Our Heroes

LaGwyn and Andre Durden became alarmed after noticing large purple bruises on the legs of their son, Caleb, shortly after he started kindergarten. The family's pediatrician sent them immediately to the Children's Blood and Cancer Center at Dell Children's, where Caleb was diagnosed with idiopathic thrombocytopenic purpura (ITP), a blood clotting disorder.

Eight-year-old Caleb makes monthly visits to the Children's Blood and Cancer Center for six-hour intravenous treatments, but despite the long hours, he actually enjoys his visits. "The staff is fantastic and patients never get bored," says LaGwyn. "The kids play basketball, enjoy arts and crafts, play video games and watch movies. They're not focused on the IVs in their arms or the carts they drag around with them."

Caleb recently became fast friends with Heidi, one of the many pet therapy dogs who make weekly visits to Dell Children's.

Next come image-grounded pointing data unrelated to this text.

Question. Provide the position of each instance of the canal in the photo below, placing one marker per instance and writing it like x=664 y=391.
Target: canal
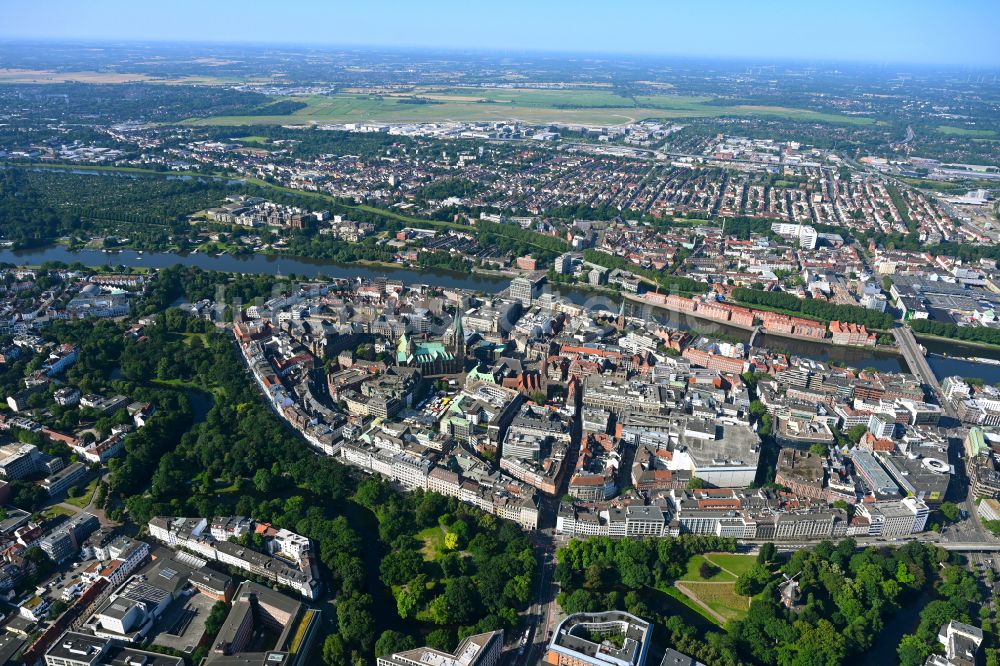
x=945 y=358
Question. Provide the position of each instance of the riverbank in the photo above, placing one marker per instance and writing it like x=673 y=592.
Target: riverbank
x=892 y=349
x=952 y=341
x=883 y=359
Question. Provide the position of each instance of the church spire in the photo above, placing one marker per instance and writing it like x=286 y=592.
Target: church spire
x=459 y=332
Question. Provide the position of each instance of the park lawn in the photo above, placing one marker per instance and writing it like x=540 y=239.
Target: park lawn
x=721 y=598
x=735 y=564
x=88 y=491
x=964 y=131
x=692 y=574
x=252 y=139
x=686 y=600
x=432 y=539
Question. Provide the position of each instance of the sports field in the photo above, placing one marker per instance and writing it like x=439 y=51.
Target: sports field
x=585 y=105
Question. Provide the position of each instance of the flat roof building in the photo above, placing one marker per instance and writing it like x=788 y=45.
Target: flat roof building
x=477 y=650
x=612 y=638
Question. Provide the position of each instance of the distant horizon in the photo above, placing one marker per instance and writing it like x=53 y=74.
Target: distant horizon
x=917 y=32
x=734 y=59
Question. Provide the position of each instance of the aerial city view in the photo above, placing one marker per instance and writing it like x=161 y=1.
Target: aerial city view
x=499 y=334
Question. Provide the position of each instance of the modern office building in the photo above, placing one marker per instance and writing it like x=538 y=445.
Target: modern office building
x=612 y=638
x=478 y=650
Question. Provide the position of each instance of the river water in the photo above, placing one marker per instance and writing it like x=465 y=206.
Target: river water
x=942 y=365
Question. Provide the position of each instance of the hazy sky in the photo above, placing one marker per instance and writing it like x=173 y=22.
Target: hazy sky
x=914 y=31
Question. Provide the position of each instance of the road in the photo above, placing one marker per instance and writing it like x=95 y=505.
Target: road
x=918 y=365
x=544 y=614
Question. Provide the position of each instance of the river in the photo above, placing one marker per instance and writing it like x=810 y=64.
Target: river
x=310 y=268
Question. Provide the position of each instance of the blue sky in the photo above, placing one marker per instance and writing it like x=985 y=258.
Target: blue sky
x=965 y=32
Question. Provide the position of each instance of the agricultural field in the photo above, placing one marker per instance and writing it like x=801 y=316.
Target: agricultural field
x=583 y=105
x=965 y=131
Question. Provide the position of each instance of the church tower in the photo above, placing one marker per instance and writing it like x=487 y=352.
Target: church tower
x=459 y=332
x=404 y=349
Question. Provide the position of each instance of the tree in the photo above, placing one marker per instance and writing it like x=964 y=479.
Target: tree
x=334 y=653
x=912 y=651
x=458 y=604
x=357 y=624
x=400 y=566
x=263 y=481
x=767 y=553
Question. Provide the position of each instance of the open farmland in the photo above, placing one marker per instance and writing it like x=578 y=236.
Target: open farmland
x=583 y=105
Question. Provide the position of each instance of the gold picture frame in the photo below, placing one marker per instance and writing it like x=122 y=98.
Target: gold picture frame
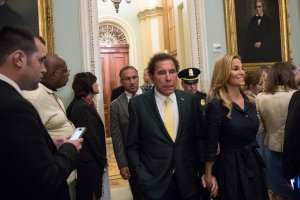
x=232 y=34
x=46 y=27
x=37 y=15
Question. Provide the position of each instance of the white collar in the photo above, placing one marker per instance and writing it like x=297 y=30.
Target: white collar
x=162 y=97
x=10 y=82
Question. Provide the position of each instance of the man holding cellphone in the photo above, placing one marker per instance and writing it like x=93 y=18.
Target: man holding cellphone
x=31 y=166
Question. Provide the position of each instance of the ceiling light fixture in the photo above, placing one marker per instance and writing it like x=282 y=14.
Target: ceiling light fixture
x=117 y=3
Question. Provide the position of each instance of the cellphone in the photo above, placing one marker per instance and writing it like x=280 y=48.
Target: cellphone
x=77 y=133
x=295 y=183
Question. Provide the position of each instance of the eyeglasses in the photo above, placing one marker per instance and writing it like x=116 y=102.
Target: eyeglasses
x=134 y=78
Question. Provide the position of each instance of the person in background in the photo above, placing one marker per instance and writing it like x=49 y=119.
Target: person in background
x=254 y=83
x=291 y=145
x=115 y=93
x=50 y=108
x=165 y=136
x=189 y=81
x=92 y=157
x=264 y=70
x=119 y=122
x=148 y=85
x=232 y=122
x=31 y=166
x=272 y=107
x=260 y=38
x=296 y=72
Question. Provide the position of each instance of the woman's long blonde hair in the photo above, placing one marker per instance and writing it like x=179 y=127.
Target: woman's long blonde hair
x=221 y=74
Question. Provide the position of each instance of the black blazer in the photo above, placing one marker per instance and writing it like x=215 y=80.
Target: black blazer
x=30 y=168
x=153 y=155
x=93 y=147
x=291 y=147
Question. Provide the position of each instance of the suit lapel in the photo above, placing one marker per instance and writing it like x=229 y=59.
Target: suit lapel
x=153 y=112
x=124 y=103
x=150 y=104
x=180 y=101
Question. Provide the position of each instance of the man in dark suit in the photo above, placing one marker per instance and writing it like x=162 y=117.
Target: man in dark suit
x=261 y=42
x=119 y=122
x=31 y=166
x=165 y=138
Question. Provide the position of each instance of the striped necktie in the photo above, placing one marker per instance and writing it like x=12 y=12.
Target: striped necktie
x=169 y=124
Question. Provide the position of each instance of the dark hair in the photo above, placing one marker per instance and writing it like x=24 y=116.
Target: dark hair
x=126 y=68
x=263 y=69
x=16 y=38
x=262 y=3
x=161 y=57
x=280 y=74
x=83 y=84
x=252 y=78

Shortly after his fourth birthday, Hudson was involved in a serious automobile accident and suffered a traumatic brain injury. He was rushed to Dell Children's, where he was placed in a drug-induced coma to allow the swelling in his brain to go down. Until then, doctors could not predict his outcome. His parents, Ashley and Terry, were warned there was a good chance their son would not be the same little boy he was before the accident. For eight days, they waited by Hudson's side, watching for any response. "We were terrified that we'd never speak to Hudson again," says Ashley. "We had no idea if he'd ever talk, hear or see….or if he'd ever wake up."

Ashley remembers stepping out into the beautiful courtyard outside of the Dell Children's ICU. "The sun was shining and the wind was blowing," she said. "At that moment, I knew that no matter what, Hudson was going to be fine." Soon after, Hudson finally responded with a big smile and from that day forward, she says, "everything just happened." After spending three weeks at Dell Children's, Hudson spent three more weeks in rehabilitation. He still suffers hearing loss in his right ear and continues speech and physical therapies at Dell Children's. "Today I'm watching Hudson chase the dog around the couch," says Ashley. "Our son is back. He is 99.9 percent the little boy he was before the accident." Terry adds, "We'll never know why it happened, but our lesson is to cherish our loved ones."

MacKenzie was diagnosed with leukemia at the age of four, underwent 26 months of cancer treatment and has since been in remission. Because of the chemotherapy, MacKenzie is at great risk to develop learning disabilities and delays in growth and maturity. It's also likely that she'll develop another cancer later in life. She and her parents, Lesley and Bob, and her sister, Randi, moved to Round Rock in 2006, but their lives soon took a tragic turn when Bob passed away unexpectedly from cancer. Heartbroken and alone, Lesley faced parenting her young cancer survivor, who was already experiencing challenges at school and in her life.

The family turned to the LIVESTRONG Survivorship Center at Dell Children's in 2008, where MacKenzie receives support to navigate life as a cancer survivor. "They're always there for us," says Lesley. The staff prepared a comprehensive treatment summary of MacKenzie's medical history that she and her doctors will need throughout her lifetime. The chemotherapy she received as a child has affected her brain's ability to process information, so the Center works with school counselors to provide her with specialized testing and interventions and has also connected the family to outside organizations for additional support. MacKenzie joined Survivor Challenge, a physical activity group, where she met other young survivors. "They've walked in the same shoes and understand," says Lesley. "Their bond is strong and they help each other cope." MacKenzie says, "Through the LIVESTRONG Survivorship Center, I believe I've been given a chance to live."

A year and a half ago, Bobby Leffert was a bright, happy and outgoing 4-year-old boy when he suddenly began having epileptic seizures. His parents, Pam and Robert, saw their little boy lose his passion for life. "Bobby took two medications with terrible side effects," says Pam. "His learning slowed down, and he didn't laugh like he used to. Seizures kept him awake at night, causing him to be tired and irritable. He wouldn't eat." Despite medications, Bobby's seizures persisted and epilepsy would continue to take a toll on his body and his life.

From their home in Georgia, the Lefferts' search for top epilepsy programs led them to Dell Children's, where doctors advised brain surgery with a goal for Bobby to become seizure-free. "After we came to Dell Children's and interviewed the epilepsy team, it was very clear that we would not go anywhere else," says Pam. Bobby underwent two brain surgeries in May and must remain on medications for another year. To date, he is seizure-free. "Bobby is cruising along in school and is reading so much faster now," she says. "He is walking on his own and his main goal is to run again. He's doing wonderfully and each day brings improvement."